Truly wonderful, the mind of a child is.
— Yoda
Energy and persistence conquer
all things.
— Benjamin Franklin


We are a group of over three-hundred 8p superheroes that live all over the world and come in different shapes and sizes.   Despite the differences, Chromosome 8p shares many similarities. We are all hard working individuals that average 1,500 hours of therapy a year and at least 1 doctor visit every month.  Just like most people, we deserve to enjoy every opportunity that life has to offer. And like superheroes always do, we seek victory as we try to conquer our daily challenges and end our day with a smile as we find the joy in knowing we are not alone. Project 8p is committed to bringing us together because we need each other!

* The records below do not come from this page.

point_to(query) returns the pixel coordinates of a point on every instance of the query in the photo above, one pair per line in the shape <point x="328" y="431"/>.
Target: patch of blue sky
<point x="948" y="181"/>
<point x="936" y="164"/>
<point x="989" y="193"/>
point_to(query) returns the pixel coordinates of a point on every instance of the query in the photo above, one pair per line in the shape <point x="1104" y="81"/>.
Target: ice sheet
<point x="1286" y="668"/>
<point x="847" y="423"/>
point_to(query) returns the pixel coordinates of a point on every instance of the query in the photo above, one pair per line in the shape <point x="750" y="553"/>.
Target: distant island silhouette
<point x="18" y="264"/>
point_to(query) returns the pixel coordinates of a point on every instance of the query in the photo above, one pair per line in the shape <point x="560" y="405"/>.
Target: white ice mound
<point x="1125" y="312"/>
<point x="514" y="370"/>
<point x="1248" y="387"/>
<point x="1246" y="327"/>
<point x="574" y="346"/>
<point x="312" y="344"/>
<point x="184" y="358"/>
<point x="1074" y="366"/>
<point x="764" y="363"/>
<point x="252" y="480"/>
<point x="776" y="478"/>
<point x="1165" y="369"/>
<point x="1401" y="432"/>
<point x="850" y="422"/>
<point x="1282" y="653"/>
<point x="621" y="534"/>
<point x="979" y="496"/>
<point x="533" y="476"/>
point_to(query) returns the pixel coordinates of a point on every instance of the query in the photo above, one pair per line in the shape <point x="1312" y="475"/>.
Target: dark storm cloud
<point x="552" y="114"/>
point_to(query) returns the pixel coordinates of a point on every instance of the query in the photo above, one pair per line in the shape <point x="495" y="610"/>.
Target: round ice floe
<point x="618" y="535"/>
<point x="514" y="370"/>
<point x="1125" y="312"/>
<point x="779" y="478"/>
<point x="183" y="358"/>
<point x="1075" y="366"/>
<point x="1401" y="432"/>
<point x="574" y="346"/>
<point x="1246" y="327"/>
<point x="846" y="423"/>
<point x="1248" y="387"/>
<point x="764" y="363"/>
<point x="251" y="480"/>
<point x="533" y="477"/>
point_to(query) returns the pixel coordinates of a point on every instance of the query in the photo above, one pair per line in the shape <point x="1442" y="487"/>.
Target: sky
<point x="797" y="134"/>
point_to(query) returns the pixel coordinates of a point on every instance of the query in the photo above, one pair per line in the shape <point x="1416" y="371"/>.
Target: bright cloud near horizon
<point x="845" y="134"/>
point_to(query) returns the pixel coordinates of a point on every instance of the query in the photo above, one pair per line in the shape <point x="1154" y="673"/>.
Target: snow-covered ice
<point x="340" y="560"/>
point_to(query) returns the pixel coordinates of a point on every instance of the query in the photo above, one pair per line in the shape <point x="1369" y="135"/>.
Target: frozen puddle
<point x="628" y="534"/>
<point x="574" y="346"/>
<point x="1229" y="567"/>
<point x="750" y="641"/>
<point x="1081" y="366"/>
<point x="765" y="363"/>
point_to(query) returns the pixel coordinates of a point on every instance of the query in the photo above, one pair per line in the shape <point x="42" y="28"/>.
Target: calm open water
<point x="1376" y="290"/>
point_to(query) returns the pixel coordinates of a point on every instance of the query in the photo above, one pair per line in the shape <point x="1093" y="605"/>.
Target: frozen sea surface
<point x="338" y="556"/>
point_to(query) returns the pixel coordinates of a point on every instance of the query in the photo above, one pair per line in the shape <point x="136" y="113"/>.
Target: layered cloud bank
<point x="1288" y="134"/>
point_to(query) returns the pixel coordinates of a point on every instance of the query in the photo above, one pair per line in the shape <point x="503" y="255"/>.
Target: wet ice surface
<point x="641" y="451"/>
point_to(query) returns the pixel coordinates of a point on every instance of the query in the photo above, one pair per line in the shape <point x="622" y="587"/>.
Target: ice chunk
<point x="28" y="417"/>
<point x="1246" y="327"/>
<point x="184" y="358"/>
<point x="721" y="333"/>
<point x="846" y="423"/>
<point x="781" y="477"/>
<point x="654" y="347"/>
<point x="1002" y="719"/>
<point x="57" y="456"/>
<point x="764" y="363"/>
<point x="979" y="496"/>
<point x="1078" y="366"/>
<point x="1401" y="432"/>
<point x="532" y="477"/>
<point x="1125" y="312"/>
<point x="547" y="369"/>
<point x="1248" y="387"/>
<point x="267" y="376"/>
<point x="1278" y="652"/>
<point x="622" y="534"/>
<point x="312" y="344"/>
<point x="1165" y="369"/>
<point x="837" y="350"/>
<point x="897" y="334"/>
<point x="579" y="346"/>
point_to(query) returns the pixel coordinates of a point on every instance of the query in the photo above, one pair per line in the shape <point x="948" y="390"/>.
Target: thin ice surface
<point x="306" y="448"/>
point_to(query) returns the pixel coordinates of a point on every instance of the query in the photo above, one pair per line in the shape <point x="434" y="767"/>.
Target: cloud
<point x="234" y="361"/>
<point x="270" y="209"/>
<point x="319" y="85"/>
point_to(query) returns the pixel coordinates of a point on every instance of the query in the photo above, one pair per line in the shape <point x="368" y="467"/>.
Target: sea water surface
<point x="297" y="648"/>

When a doctor asks us, "what is your diagnosis?", they should be asking "how many diagnoses do you have?" because we have too many to keep track of. The majority of us have moderate to severe developmental delays among other health complications including disordered acquisition of cognitive and social competence, apraxia (speech), motor planning, low growth, feeding and digestion challenges, epilepsy (seizures), autism, congenital heart defects, hypermobility (loose joints), hypotonia, muscle spasticity, and more. Sometimes our brain mixes up signals when we want to bring food to our mouth and misfires -- and the food ends up on our heads! And even this takes 10x more energy for us!  We are often tired so people call us sleepy.  We understand far more than we can say.  We are smart and we are aware of our differences from most of the world. As 8p heroes, we typically receive therapy, nutrition for our body's deficiencies, intervention from conventional research-based to holistic approaches, and special education support just to name a few.

We are living with a label that is a mouthful with no recognizable name which falls under the broader category of a rare genetic disorder or orphan disease.  However, with your help, we heroes will never feel alone and labelled – we will learn from each other and teach the world…so that a chromosome 8p disorder transforms from an adjective to a meaningful and inspirational call to action.  And this is why we are so very special.

And let’s not forget that we superheroes have a loving support system including tireless working Mothers, Fathers, Siblings, Relatives, Doctors, Therapists and more.  We celebrate you all and we certainly cannot do this alone!